The Sys Admin Ate My Database:


January 10, 2019

I once had a situation where a Unix admin took 4 LUNs on a linux system and added them to a filesystem, as it was running out of space.

Unfortunately, those LUNs were actively used by ASM – and 4 databases were destroyed due to the data being wiped out. That was a VERY long weekend for me as you can imagine. I’d rather not repeat that.

 

There are now 3 ways to manage your ASM disks, ASMLIB, UDEV, and now the ASM Filter Driver. ASMLIB will most likely be deprecated at some point, and while UDEV is solid – Oracle has built in some great features in the ASM Filter Driver, so I want to focus on using that to manage the storage devices. 

 

One of the key benefits of the ASM Filter Driver is that you cannot accidentally overwrite the data. Oracle installs a kernel module that only allows writes from oracle processes. Other writes are rejected by the kernel. This would have prevented that disaster weekend where we had to restore several large databases.

 

Here’s a demonstration on setting up the ASM Filter Driver, and how a non oracle process write is rejected by the kernel.

 

Once you unzip the 12.2 installation, we need to set the storage devices to be managed by the ASM Filter Driver. For this demo, I will be using /dev/sdb for the ASM disk, on Oracle Enterprise Linux 7.5 with unbreakable kernel 4.1.12-124.20.7.

 

[root@localhost bin]# ./asmcmd afd_label DATA1 /dev/sdb –init

 

[root@localhost bin]# ./asmcmd afd_lslbl /dev/sdb

——————————————————————————–

Label                     Duplicate  Path

================================================================================

DATA1                                 /dev/sdb

 

From this point forward, setup the GRID installation as you would normally, and make sure the “Use ASM Filter Driver” box is checked.
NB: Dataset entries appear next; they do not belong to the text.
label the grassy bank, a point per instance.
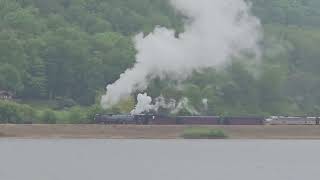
(204, 133)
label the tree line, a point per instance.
(70, 49)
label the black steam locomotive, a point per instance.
(177, 120)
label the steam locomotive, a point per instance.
(145, 119)
(177, 120)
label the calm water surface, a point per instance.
(159, 160)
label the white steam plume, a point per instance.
(145, 104)
(217, 31)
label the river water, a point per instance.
(159, 159)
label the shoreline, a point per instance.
(66, 131)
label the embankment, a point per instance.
(154, 132)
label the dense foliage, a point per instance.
(70, 49)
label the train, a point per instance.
(147, 119)
(176, 120)
(298, 120)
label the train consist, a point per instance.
(203, 120)
(177, 120)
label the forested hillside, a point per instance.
(71, 49)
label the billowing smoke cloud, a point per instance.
(145, 104)
(217, 31)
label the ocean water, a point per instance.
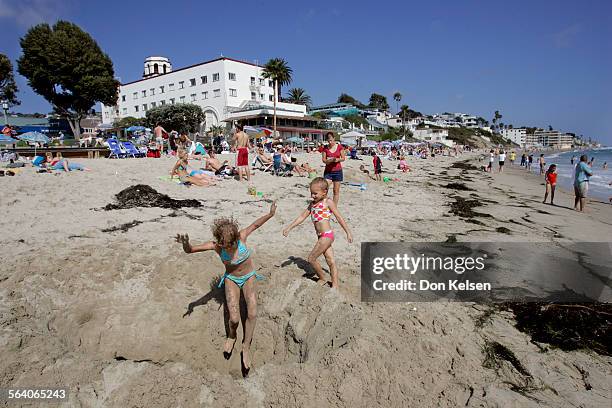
(599, 183)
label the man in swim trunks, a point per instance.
(241, 142)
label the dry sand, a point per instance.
(103, 312)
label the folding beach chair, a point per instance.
(279, 168)
(131, 149)
(115, 148)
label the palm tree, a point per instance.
(397, 97)
(277, 70)
(299, 97)
(404, 110)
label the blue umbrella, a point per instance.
(7, 140)
(34, 137)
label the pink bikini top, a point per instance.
(319, 212)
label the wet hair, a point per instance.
(320, 182)
(225, 231)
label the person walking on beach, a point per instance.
(241, 143)
(551, 183)
(581, 182)
(502, 160)
(333, 155)
(240, 275)
(320, 210)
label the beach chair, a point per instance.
(131, 149)
(279, 168)
(115, 148)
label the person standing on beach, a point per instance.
(502, 160)
(333, 156)
(240, 275)
(241, 143)
(581, 182)
(551, 183)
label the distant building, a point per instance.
(433, 136)
(221, 87)
(517, 135)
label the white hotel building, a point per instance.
(224, 88)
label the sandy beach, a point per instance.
(103, 312)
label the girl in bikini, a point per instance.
(231, 246)
(320, 211)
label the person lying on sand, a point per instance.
(195, 177)
(320, 210)
(240, 275)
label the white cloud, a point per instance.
(30, 12)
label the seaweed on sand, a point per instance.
(569, 327)
(142, 195)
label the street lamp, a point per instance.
(5, 108)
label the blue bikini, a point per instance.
(243, 254)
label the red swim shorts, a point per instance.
(243, 157)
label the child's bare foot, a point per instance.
(228, 347)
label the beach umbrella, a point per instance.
(7, 139)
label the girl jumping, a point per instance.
(240, 274)
(320, 211)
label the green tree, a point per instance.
(299, 97)
(182, 117)
(66, 66)
(397, 97)
(128, 121)
(8, 86)
(378, 102)
(277, 70)
(346, 98)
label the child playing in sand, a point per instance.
(320, 211)
(551, 182)
(377, 166)
(403, 166)
(240, 274)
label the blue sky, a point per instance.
(539, 63)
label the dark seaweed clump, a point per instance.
(463, 208)
(569, 327)
(142, 195)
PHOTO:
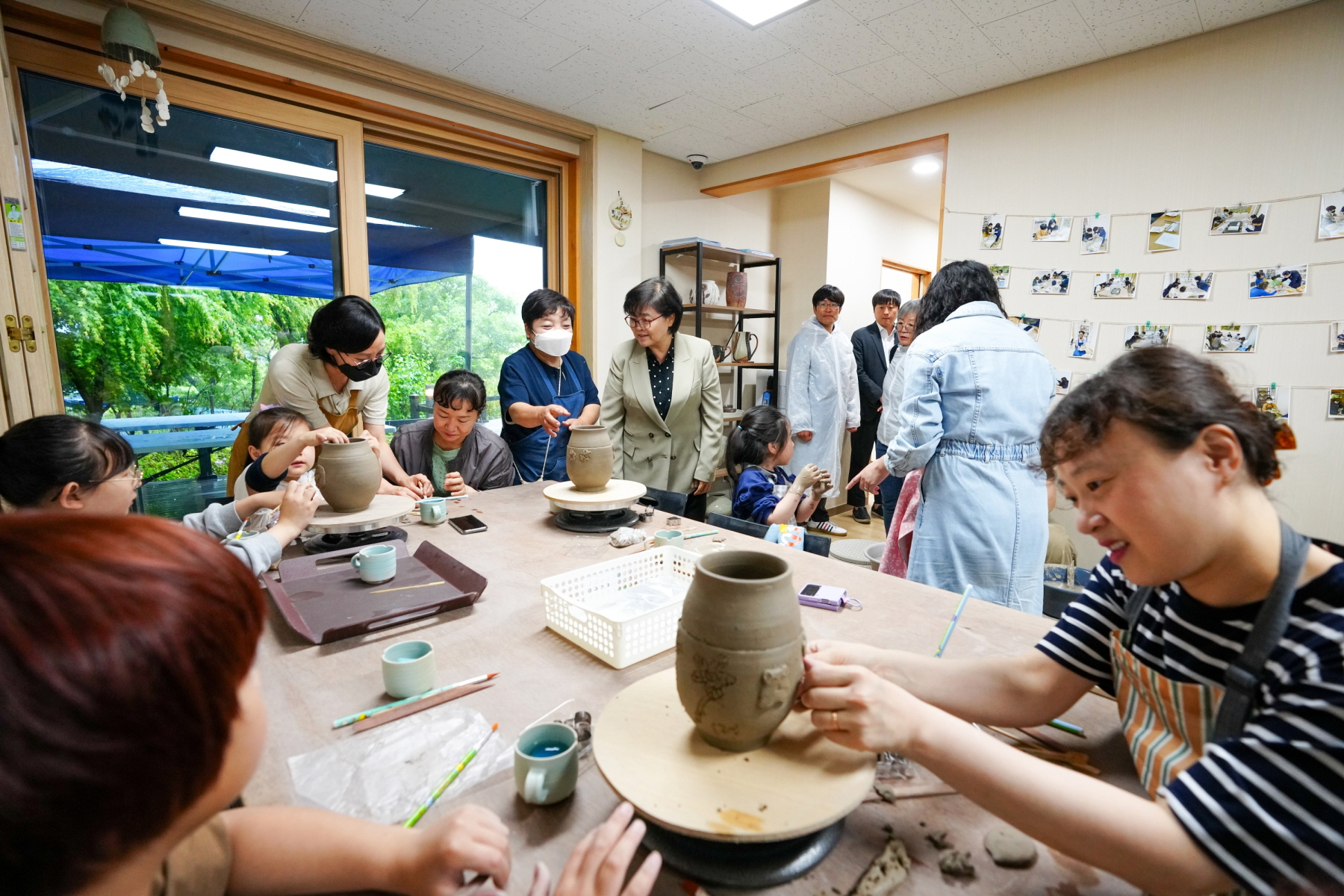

It should be by default.

 

Once you’re running, you can verify that filtering is enabled:

 

[oracle@localhost disks]$ $ORACLE_HOME/bin/asmcmd afd_state

ASMCMD-9526: The AFD state is ‘LOADED’ and filtering is ‘ENABLED’ on host ‘localhost.localdomain’

 

SQL> SELECT SYS_CONTEXT(‘SYS_ASMFD_PROPERTIES’, ‘AFD_STATE’) FROM DUAL;

 

SYS_CONTEXT(‘SYS_ASMFD_PROPERTIES’,’AFD_STATE’)

——————————————————————————–

CONFIGURED

 

[oracle@localhost disks]$ cd /dev/oracleafd/disks

[oracle@localhost disks]$ ls -al

 

total 4

drwxrwxr-x 2 oracle oracle 60 Nov  3 02:58 .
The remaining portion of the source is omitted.